34 Years on Hama massacre: Assad doctrine has not changed
Joyce Karam/Al Arabiya/February 04/16
“What are you talking about, 7000…No,no. We killed 38,000”, those were the words of former Syrian General Rifaat Assad in1982 as recounted by Thomas Friedman in his book “From Beirut to Jerusalem”. Rifaat, who is now in exile, was exulting about the number of Syrians his forces killed in Hama 34 years ago, quashing a rebellion against his brother’s dictatorship and setting the stage to what has followed. The ghosts of Hama today hover all over Syria, cementing the pillars of the Assad doctrine to rule by fear and hold on to power at any cost even if it means surrendering the country to devastation, radicalization and ultimate death. From father to uncle to son, the Assad playbook has not changed, copying the narrative of Hama to Homs, Douma, Ghouta, Idlib, Daraa and Aleppo, and in the process leaving behind more than 250 thousands dead, millions displaced, and a society in shambles.
Assad’s playbook
The 3-week assault on Hama in 1982 has laid the ground for how the Assad regime reacts to any signs of rebellion later. Not coincidentally, the same horror tactics utilized in Hama in 1982 with Assad the father were replicated by the son across Syria following the 2011 uprising. In a chilling report by Amnesty International in 2012, survivors of the Hama massacre give their account of what happened, describing images of the dead splintered in the streets, left to be eaten by dogs and as a red flag for those whose lives were spared. Snipers were on the roofs, neighborhoods were razed and one survivor recalls the the attack on Mas’oud Mosque, where “some 60 men were killed before the security forces cut off their fingers and placed them along the mosque’s walls.” She tells Amnesty “for around two years after the massacre, no one dared remove the fingers. They were so frightened.”
The ghosts of Hama today hover all over Syria, cementing the pillars of the Assad doctrine to rule by fear and hold on to power at any cost even if it means surrendering the country to devastation, radicalization and ultimate death. Chopping fingers, slitting throats and maiming children comes to haunt the Syrians 30 years later, with the bodies of teenagers from Daraa who sparked the uprising in 2011 being tortured by the same Assad security apparatus that produced Hama. When that has proven insufficient to suppress the 2011 rebellion, the regime unleashed a blood quenching campaign, that has since broken Syria, rendering it to the mercy of militias, air bombardment, and on the path to fragmentation. While Assad the father benefitted from a media blackout in 1982, and intricate balance he had fostered regionally and globally with both the USSR and the West to avoid international backlash, the son was not as calculated.
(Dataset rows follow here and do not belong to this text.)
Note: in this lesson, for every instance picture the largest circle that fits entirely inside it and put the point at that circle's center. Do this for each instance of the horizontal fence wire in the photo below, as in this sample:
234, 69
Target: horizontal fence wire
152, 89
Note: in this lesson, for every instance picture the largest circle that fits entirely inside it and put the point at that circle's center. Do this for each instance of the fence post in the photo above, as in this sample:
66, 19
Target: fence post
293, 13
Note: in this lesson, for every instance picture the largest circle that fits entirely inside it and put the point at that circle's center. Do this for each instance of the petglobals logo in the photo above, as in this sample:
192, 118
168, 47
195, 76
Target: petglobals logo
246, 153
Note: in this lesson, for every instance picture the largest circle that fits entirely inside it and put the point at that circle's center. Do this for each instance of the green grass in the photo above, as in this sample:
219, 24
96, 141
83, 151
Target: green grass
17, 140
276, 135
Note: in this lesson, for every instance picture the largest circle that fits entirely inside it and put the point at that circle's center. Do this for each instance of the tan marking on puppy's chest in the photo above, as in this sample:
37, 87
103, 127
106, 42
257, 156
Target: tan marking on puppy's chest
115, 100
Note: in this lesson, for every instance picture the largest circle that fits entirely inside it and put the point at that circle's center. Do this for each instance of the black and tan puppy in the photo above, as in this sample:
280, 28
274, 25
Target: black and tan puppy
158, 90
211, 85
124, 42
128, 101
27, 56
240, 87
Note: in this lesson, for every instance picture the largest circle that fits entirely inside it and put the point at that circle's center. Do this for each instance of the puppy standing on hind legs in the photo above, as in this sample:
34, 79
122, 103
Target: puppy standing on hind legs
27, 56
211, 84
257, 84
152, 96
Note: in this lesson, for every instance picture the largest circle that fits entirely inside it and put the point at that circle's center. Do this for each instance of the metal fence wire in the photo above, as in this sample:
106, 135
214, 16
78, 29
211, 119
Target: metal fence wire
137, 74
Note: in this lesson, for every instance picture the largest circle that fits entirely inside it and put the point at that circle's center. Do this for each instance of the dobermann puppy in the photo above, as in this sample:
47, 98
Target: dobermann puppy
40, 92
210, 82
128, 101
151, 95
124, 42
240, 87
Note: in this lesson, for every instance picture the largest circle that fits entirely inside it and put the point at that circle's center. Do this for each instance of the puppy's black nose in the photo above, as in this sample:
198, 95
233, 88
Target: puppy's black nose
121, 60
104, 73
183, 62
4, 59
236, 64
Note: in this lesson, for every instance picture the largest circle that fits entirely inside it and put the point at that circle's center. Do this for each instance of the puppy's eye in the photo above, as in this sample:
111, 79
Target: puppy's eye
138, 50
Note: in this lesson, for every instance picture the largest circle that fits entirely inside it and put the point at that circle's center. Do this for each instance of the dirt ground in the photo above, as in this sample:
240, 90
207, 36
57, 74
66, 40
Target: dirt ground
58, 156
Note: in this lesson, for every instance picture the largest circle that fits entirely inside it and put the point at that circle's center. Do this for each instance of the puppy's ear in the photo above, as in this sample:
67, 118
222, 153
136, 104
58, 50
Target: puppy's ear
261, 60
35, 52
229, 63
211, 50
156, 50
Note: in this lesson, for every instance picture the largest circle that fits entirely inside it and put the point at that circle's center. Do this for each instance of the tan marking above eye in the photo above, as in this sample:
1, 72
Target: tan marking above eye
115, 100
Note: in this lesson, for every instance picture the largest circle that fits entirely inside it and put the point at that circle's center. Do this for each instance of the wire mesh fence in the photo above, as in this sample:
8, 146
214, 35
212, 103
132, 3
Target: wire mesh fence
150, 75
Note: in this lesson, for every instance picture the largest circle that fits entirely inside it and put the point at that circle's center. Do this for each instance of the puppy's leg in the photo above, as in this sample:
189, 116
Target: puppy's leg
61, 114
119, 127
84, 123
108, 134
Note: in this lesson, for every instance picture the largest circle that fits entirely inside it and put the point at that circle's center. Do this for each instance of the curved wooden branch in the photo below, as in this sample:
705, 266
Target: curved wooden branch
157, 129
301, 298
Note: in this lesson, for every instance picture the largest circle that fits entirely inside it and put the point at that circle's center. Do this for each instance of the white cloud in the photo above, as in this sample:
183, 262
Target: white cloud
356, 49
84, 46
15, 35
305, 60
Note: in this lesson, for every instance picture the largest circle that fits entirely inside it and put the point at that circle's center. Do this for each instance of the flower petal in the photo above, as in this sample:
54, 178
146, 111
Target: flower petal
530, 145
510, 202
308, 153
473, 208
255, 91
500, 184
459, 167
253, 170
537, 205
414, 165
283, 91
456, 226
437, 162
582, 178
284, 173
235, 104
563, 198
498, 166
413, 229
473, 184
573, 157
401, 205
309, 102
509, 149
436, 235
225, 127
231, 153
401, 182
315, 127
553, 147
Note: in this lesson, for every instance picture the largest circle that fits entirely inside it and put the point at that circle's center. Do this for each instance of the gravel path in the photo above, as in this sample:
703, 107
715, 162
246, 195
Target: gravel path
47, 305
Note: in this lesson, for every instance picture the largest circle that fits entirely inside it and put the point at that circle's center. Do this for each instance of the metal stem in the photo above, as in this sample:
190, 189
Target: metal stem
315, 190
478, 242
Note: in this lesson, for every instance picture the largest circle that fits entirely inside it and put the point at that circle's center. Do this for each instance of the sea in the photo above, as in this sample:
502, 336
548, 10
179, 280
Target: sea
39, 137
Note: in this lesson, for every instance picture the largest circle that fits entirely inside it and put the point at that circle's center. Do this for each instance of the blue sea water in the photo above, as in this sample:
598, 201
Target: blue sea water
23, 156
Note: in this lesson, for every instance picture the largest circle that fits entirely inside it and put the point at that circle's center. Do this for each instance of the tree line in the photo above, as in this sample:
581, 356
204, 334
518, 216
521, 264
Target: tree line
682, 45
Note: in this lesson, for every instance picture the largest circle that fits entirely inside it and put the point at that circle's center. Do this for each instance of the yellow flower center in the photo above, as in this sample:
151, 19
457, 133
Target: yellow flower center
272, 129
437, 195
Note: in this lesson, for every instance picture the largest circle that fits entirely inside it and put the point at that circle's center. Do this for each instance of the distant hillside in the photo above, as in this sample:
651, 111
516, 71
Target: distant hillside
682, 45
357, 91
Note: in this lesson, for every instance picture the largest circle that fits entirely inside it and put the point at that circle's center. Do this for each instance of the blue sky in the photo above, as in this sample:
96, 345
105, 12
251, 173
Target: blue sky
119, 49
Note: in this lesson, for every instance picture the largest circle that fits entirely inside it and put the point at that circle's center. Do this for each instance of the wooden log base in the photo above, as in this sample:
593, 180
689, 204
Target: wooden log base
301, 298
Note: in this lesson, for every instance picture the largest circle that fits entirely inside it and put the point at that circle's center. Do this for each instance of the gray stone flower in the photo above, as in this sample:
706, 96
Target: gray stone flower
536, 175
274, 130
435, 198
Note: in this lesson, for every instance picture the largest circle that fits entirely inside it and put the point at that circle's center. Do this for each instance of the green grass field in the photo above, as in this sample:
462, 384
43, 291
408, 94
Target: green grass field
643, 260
Bashar Assad borrowed the brutality from his father but not the geopolitical shrewdness. In his 16 years in office, he lost Lebanon, is abhorred regionally, grew dependent on Iran and Russia, and has turned Syria into a hub for sectarian militias and proxy battles attracting mercenaries from Baghdad to Minnesota.
A recipe for radicalization
Assad’s aerial bombardment, use of chemical weapons, and resorting to blockades and starvation as weapons of war has kept him in power but has completely suffocated Syria. Today, the most notorious extremist groups from the so-called Islamic State to Jabhat Nusra to Iraqi Shia militias and Hezbollah, roam freely and control territory in Syria. The state political and economic infrastructure is depleted, and core principles that defined the Syrian Arab identity are replaced by a sectarian and vengeful narrative. The winners of Hama in 1982 were not just the Assad regime and his security apparatus, but also the radicals who exploited those atrocities, to go underground, organize and put together the early cornerstones of Al-Qaeda. It is the likes of Abu Musaab Al-Soori, an extremist with Al-Qaeda who is implicated in terrorist attacks from Spain to Afghanistan, who joined the early ranks of Al-Qaeda after surviving the Hama massacre. In this context, as long as the linkage between authoritarian regimes and the birth of extremism is ignored, there is no plausible way to defeat ISIS or Al-Qaeda or their affiliates. Assad and the radicals are interdependent on each other, and the horror of the first translates into the rise of the second, while borrowing the same tactics. A carbon copy of Assad’s horrors in Hama in 1982, was seen in Palmyra in 2015 where bodies were also left in the streets by ISIS in an attempt to gain the population’s submission. Syria, three and half decades after Hama, is a corpse of a state and a society shattered by the bombs of the dictator and the swords of the radicals. Resurrecting Syria can neither happen with the same playbook and rules that broke it, nor without justice for those whose ashes were left in the streets of Hama and for the many innocent lives desecrated by its rulers.